Friday, May 27, 2011

P20M for Bohol food sufficiency

P20M for Bohol food sufficiency
Manila Bulletin
May 27, 2011

TAGBILARAN CITY, Philippines — Over 2,000 farmers in three towns in this province will soon benefit from the P20-million grant for the establishment of the Bohol Food Sufficiency Project that offers technical assistance, infrastructure and facilities to improve farm yields and income.

This came after the Philippine Business for Social Progress (PBSP), the Federal Ministry for Economic Cooperation and Development (BMZ), and the Karl Kubel Stiftung fur Kind un Familie (KKS) recently entered into a P20-million grant agreement to help reduce poverty in Bohol by providing technical assistance, infrastructure and facilities.

The P20-million grant will be used for the construction of 12 small water impounding systems, implementation of appropriate farming technologies to 2,011 farmers and installation of 12 post-harvest facilities to help improve the farmers’ annual yields.

Small water impounding systems allow farmers to plant rice in advance and plant more crops throughout the year, increasing their annual rice yields without depending on the planting season. PBSP also introduced organic farming using vermi-compost and other appropriate farming technologies for increased farm income.

KSS department head Thomas Westernmann together with PBSP officers recently paid Governor Edgar Chatto a courtesy call, while the rest of the KKS team visited project areas and met with local partners like the Carmen multi-purpose cooperative, Bohol Integrated Development Foundation, Inc. (BIDEF) and San Miguel (town) multipurpose cooperative.
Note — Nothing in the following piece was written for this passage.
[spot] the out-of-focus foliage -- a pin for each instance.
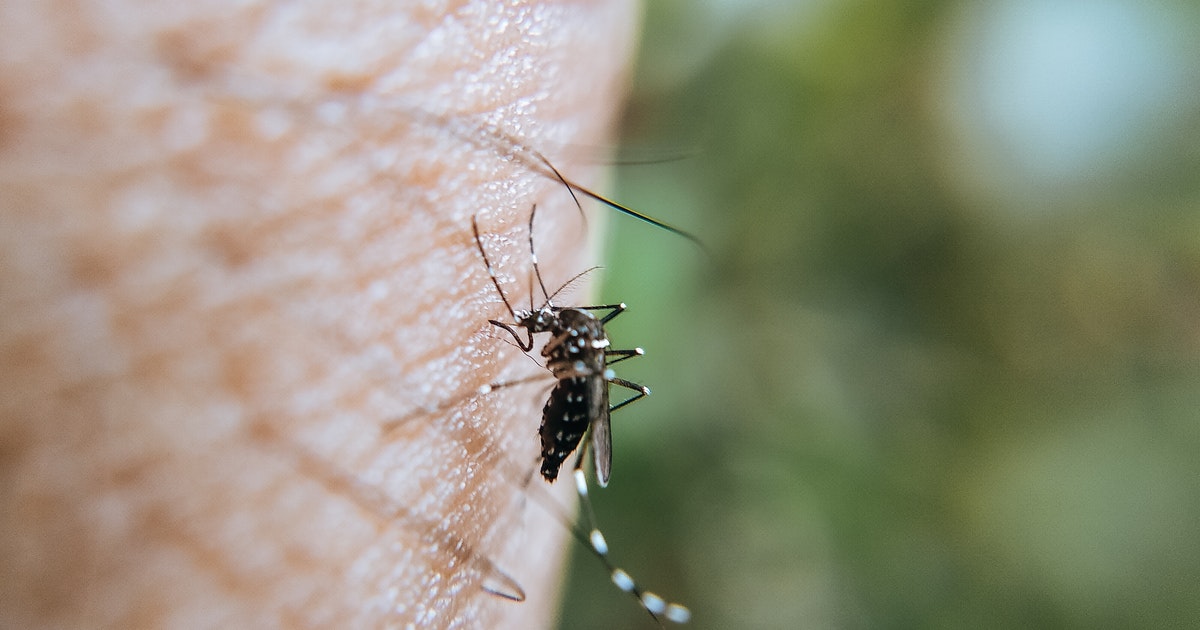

The Bohol Food Sufficiency Project is a partnership initiative with the provincial government of Bohol which aims to uplift the lives of 2,011 rice farming households and help ensure food sufficiency in the province.

The project is also in support of the Bohol HEAT Program and will be implemented in the municipalities of Carmen, Dagohoy and San Miguel.

Food security has become one of the major issues in Bohol due to insufficient volume of agricultural produce in supporting the growing demand of the province.

Recent data from the National Statistics Office shows that Bohol’s population has now reached 1.3 million, but that farmers can only provide for 82 percent of them.

With poverty reduction as one of PBSP’s major thrusts, PBSP initiated projects to help Bohol’s rice sufficiency through its Area Resource Management Program which caters to 10,010 poor families in the province, according to Jun Salgados, PBSP program coordinator in Bohol.

Salgados also said that through the program, PBSP has assisted nine rice-producing municipalities and 103 barangays in Central Bohol by improving farming technology, livelihood and enterprise productivity of the beneficiaries.

Since its implementation in 1992, PBSP’s poverty reduction program had already built up the capacities of 33 community-based organizations and constructed 40 small irrigation systems while 60 percent of the total household beneficiaries realized incomes above the poverty threshold of P10,435.

With the Bohol Food Sufficiency Project now, PBSP hopes to help more farmers meet the increasing production demand of Bohol by focusing on sustainable production, credit support, production facilities and organic rice value chain for tourism and marketing.

The project will also extend a revolving fund for agriculture and marketing of organic products to assist the cooperatives as the demand for agricultural products such as rice, vegetables and fish has eventually increased due to the influx of domestic and foreign tourists.

PBSP will also train 30 barefoot technicians who will replicate the technologies to other farmers.

The project will run for three years and will be co-implemented by Carmen Multi-Purpose Cooperative (CMPC), Bohol Integrated Development Foundation (BIDEF), and San Miguel Multi-zPurpose Cooperative (SMMPC).